By Keysha Drexel
Students at Cherokee Bend Elementary School recently had a chance to gain a new perspective on old-fashioned living.
The school’s fifth-grade classes participated in the annual Colonial Fair at the Mountain Brook school on Nov. 12 – just in time for Thanksgiving.
The Colonial Fair is held each year as a culmination of the students’ lessons on the colonization of the Americas after the Age of Exploration, said fifth-grade teacher Rollins Thorpe.
Before the Colonial Fair, Thorpe and the school’s other fifth-grade teacher, Hannah Peters, taught students what life was like 300 years ago as they studied government, trade and geography of the colonies.
At the Colonial Fair, students went outdoors and rotated between stations that reflected different aspects of early American life.
Parent volunteers manned stations where students learned how to make butter, taste traditional Colonial-era foods and make lanterns out of metal cans.
The students also could see what life was life before smartphones and video games at a station where they learned to play games that were popular with colonial children.
Thorpe said the engaging activities at the Colonial Fair help bring history to life for the Cherokee Bend fifth-graders.
“As educators, Hannah and I both believe that authentic, hands-on experiences are invaluable for student learning,” Thorpe said. “We try to implement reenactments, use primary historical sources and actively engage students in the learning process as often as possible in our classrooms.”
Events like the Colonial Fair offer students a more in-depth look at history, Thorpe said.
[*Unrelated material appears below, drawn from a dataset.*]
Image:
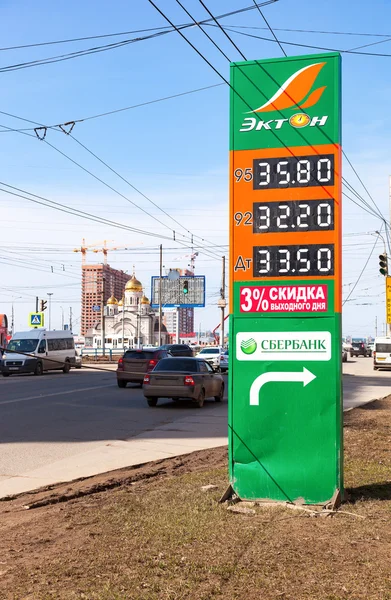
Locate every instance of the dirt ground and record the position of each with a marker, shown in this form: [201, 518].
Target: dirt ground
[152, 533]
“An event like the Colonial Fair really brings the history we are studying to life and engages the minds of our students much more than simply reading about it in a book,” Thorpe said.
New to the event this year, students heard about the history of the first American colonies from Harold Batey, who donned a replica of a Revolutionary War soldier’s uniform for his presentation at the school.
They also learned about the techniques of early American quilters and the quilting tradition from a volunteer from the Birmingham Quilters Guild.
Thorpe said the annual hands-on history lesson would not be possible without the support and help of parents and administrators.
“We are lucky to have teammates, administrators and parents who are on board and agree with our philosophy,” she said. “They not only support us but help organize learning events like the Colonial Fair. The kids and the teachers all had a great time and learned so much.”